Fake news is fueled in part by advances in technology — from bots that automatically fabricate headlines and entire stories to computer software that synthesizes Donald Trump’s voice and makes him read tweets to a new video editing app that makes it possible to create authentic-looking videos in which one person’s face is stitched onto another person’s body.
But technology, in the form of artificial intelligence, may also be the key to solving the fake news problem — which has rocked the American political system and led some to doubt the veracity even of reports from long-trusted media outlets.
Experts say AI systems would help fill the gaps left by Snopes, Truth or Fiction, and other online fact-checking outlets, whose human fact-checkers lack the bandwidth to evaluate every article that appears online. These systems could also work with various fake news alert plugins available from Google’s web store, such as the browser extension This is Fake, which uses a red banner to flag debunked news stories on your Facebook newsfeed.
“All of the current systems for tracking fake news are manual, and this is something we need to change as the earlier you can highlight that a story is fake, the easier it is to prevent it going viral,” says Delip Rao, founder of the San Francisco-based AI research company Joostware and organizer of the Fake News Challenge, a competition set up within the AI community to foster development of tools that can reliably spot fake content.
Fighting the fakers
At last month’s World Economic Summit in Davos, Switzerland, Google and Facebook announced plans to develop AI systems that would notify users about dubious content. Google has floated the idea of a “misinformation detector” browser extension that would alert users if they land on a link deemed untrustworthy.
But while these plans have yet to be put into action, an Israeli startup company called AdVerif.ai has already begun fighting back against the fakers.
“There are reports which are predicting that within three to four years, people in advanced economies will consume more false content than true content, which is really mind-blowing,” says company founder Or Levi. “But because a lot of this content is recycled and repeated in different ways, we believe we can use AI to pinpoint trends which detect it as being fake.”
In November, AdVerif.ai launched an AI-based algorithm that the company claims can identify fraudulent stories with an accuracy approaching 90 percent. The algorithm’s development has been bankrolled by advertising networks across the U.S. and Europe, with major brands like Adidas and Nike keen to avoid being associated with fake news.
The company intends to launch a browser plug-in that would display a pop-up warning if you landed on a suspect story.
To develop its algorithm, AdVerif.ai fed it thousands of news stories, legitimate as well as fraudulent. Fraudulent stories tend to differ in subtle ways, including their heavy use of adverbs and adjectives as well as slang, simple sentence structures, and relatively few commas and quotations. The algorithm was trained to spot these psycholinguistic cues and render a judgment: fake or real.
But Levi says the algorithm isn’t foolproof because it lacks the ability to assess the accuracy of purported facts within articles.

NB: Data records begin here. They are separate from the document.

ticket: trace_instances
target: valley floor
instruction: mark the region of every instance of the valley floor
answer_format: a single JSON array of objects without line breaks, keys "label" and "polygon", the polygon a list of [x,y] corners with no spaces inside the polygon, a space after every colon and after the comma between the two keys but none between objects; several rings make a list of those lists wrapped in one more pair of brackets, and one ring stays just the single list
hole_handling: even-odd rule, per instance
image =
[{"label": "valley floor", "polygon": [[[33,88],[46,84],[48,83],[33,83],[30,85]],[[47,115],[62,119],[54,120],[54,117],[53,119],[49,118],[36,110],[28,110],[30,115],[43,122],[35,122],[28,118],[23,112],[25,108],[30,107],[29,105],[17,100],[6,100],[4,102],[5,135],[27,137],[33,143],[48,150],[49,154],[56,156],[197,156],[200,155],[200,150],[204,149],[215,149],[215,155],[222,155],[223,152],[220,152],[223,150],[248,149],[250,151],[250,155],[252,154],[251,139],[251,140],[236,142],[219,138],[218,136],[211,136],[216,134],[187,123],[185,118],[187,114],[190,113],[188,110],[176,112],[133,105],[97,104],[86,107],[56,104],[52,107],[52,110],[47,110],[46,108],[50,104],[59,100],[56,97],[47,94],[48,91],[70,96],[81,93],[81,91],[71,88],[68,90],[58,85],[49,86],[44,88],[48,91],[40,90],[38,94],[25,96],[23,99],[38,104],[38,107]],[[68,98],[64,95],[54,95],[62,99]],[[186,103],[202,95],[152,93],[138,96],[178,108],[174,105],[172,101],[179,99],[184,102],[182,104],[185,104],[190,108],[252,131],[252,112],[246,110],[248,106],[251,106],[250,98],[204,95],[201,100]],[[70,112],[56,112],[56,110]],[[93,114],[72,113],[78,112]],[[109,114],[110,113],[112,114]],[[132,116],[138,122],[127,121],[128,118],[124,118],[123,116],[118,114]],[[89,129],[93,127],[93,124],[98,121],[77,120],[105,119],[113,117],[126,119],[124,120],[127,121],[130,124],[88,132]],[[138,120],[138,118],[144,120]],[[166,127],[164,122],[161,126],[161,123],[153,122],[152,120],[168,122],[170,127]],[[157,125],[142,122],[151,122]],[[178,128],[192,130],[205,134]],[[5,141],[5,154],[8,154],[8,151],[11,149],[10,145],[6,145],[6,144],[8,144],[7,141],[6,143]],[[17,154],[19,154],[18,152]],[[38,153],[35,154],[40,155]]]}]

“Right now, a story could say that New York is the capital of Uganda and the algorithm may not flag it because it doesn’t have a database of common facts,” Levi says. “Current forms of AI can look at the style of the language, and the topic that the text is discussing, but it can’t figure out the meaning behind statements.”
This could change soon. The next version of AdVerif.ai will use natural language processing to verify assertions made in articles against trusted online content, like that published by Wikipedia and the World Bank eLibrary.
Levi acknowledges that Wikipedia isn’t 100 percent reliable but says it’s “accurate enough that it can have practical applications.”
Even with AI systems that can check purported facts, fake news stories could slip by without being flagged. That’s true in particular for stories that include opinions and other statements that defy easy assessment.
“Right now machines cannot evaluate more complicated statements, ones which you cannot quantify,” Rao says. “Statements like ‘Trump is the best U.S. president’ can’t easily be measured, so it’s very hard for AI to compute whether they’re true or false.”
The latest breed of image and video manipulation tools further complicates the task facing AI researchers.
“The problem we have is that the same AI tools which are allowing us to fight fake news are also allowing the fakers to create content which is ever more difficult to separate from reality,” Rao says.
Levi thinks cyberspace will soon become a battleground of competing intelligent systems — some creating fake media and others searching for the subtle cues that mark it as such.
AI experts are grappling with ways to identify fake photos, and identifying fake videos is even more challenging. “These latest apps have left the AI community playing catch-up,” Levi says of the tools used by the creators of fraudulent images and videos.
Ultimately, Levi believes artificial intelligence may effectively neutralize the threat posed by fake news. But he’s unsure when that day will come.
“It’s an information arms race, and AI will definitely provide us with some tools to help,” he says. “But at the end of the day, the onus will probably always be on humans to use their own intuition to decide whether something is true or not.”